The process covered here is for a pre-purchase survey to give you a flavour of how we work. The details of other survey types may vary, but the principles and values expressed hold for all types of survey.
“With upfront clarity about the level of service and no hidden costs, Maple Marine carried out an excellent, well documented survey that left me in no doubt as to the quality of the vessel I was going to purchase. I wouldn’t hesitate to recommend them or use their services again in the future.”
Before the survey happens
The first stage of the survey process involves putting together an agreement for undertaking the survey. Our yacht surveyors use the Yacht Designers and Surveyor Standard Agreement and Terms of Business as the basis for our agreements with our clients. If you want us to send you a copy of the agreement we use, then please get in touch.
If the timescales are not too short, this agreement and your invoice will be sent to you in plenty of time before the survey so you have the time to familiarise yourself with the terms. These documents will normally be emailed to you so you have them quickly.

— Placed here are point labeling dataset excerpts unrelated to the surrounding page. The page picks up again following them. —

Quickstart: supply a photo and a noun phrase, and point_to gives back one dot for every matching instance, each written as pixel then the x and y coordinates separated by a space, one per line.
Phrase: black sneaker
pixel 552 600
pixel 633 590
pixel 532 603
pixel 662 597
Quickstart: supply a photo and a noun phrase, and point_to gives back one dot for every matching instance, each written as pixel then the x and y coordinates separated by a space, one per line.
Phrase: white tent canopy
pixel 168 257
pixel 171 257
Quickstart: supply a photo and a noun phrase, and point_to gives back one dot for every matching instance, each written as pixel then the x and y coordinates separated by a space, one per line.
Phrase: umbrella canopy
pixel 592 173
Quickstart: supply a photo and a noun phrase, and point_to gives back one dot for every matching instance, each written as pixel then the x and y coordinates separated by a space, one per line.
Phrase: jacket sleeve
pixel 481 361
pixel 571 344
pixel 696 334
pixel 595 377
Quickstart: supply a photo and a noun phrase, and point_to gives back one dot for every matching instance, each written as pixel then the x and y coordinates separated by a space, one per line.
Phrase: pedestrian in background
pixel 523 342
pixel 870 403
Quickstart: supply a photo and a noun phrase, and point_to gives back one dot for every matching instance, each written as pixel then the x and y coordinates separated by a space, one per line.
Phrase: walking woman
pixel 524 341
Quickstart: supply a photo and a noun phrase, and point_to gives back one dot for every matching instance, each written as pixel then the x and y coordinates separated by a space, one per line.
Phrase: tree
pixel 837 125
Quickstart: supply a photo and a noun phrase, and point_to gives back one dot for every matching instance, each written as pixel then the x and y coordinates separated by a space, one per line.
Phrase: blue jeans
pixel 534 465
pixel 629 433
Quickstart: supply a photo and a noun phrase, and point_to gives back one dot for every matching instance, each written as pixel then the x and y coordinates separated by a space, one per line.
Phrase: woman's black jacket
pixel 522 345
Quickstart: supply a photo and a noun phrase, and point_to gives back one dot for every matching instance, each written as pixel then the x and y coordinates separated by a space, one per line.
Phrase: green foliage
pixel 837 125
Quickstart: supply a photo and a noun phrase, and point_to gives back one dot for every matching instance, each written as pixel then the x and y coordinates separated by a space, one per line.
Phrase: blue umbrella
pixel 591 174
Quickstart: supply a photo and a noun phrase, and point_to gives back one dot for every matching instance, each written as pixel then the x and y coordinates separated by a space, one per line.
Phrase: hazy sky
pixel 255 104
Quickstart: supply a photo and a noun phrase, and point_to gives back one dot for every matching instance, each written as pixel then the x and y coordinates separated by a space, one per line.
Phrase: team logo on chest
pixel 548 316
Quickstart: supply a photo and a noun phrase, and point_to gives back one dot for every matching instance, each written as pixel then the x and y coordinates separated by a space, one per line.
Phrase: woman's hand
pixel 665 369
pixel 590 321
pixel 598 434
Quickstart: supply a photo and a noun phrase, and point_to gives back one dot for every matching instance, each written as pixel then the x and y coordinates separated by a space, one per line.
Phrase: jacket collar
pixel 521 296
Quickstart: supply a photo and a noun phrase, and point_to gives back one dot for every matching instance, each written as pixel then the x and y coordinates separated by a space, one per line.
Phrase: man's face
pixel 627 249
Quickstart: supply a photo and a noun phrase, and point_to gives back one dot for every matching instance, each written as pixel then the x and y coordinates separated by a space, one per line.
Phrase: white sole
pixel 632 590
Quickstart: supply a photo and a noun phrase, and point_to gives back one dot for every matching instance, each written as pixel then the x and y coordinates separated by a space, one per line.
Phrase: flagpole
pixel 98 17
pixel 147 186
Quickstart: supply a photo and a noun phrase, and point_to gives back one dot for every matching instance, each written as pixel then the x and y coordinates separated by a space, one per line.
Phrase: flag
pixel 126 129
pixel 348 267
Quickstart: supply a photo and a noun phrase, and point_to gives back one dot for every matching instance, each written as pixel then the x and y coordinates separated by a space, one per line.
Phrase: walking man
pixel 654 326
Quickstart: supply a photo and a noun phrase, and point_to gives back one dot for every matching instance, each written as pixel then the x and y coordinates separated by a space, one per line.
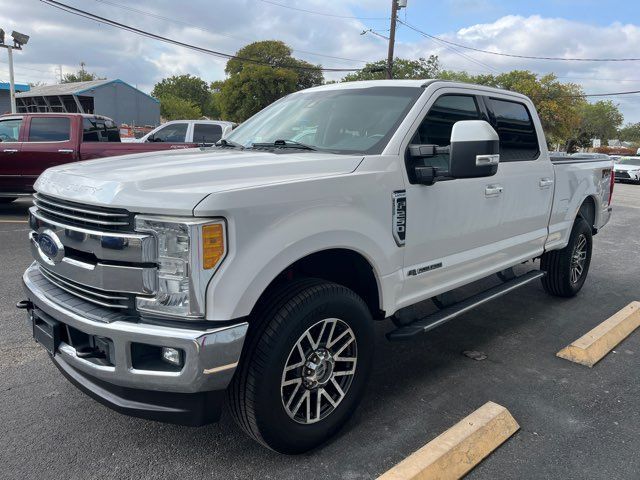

Before we go to survey the boat we will ask for some particular information in order to tailor the presentation of your survey to what you need. For example, we will ask where you intend to keep the boat, and how you intend to use it, so that we can tailor the recommendations for the location and they way you will be using the boat. Some items, like the material used for anodes will result from this information, as well as as helping assess the consequences of some defects.
On the day
You are welcome to attend as much or as little of the survey as you wish. In practice it is not very exiting to watch all the mechanics of a pre-purchase survey, but you are welcome to do so if you so desire. Be aware that I have a lot to get through, and do need to concentrate on what I am doing when I am at the boat.
Often the most interesting part is the out of water part, and is the bit of the boat that is rarely seen. Most of the clients who turn up to surveys come for the out of water part and a short period with the boat in the water to discuss the important issues so far.
I will let you know what time I intend to get to the boat, and what time I am expecting to be finished. That way you can plan if and when you want to get to the marina when I am there.
However, if your business or personal commitments prevent you form attending, don’t worry, it’s completely optional.
The reporting phase
When I know what my schedule is likely to be around your survey, I will let you know when I am expecting to be able to write your report. This is often done the day following the survey.
If for any reason I find I cannot deliver it when I thought I was going to then I will let you know as soon as I can.
The report usually takes as least as long to write as the survey takes to do.
Once written, and proof-read, I will call you to go through the findings, the recommendations and what they all mean in practice, so that you have an understanding of the issues and the reasoning behind the recommendations before you get the report. There are less shocks that way! Obviously if you are out of the country when the report is finished and you don’t want me to call, that is understood.
Once we have gone through the recommendations and you are satisfied that you understand them, the report is sent by email.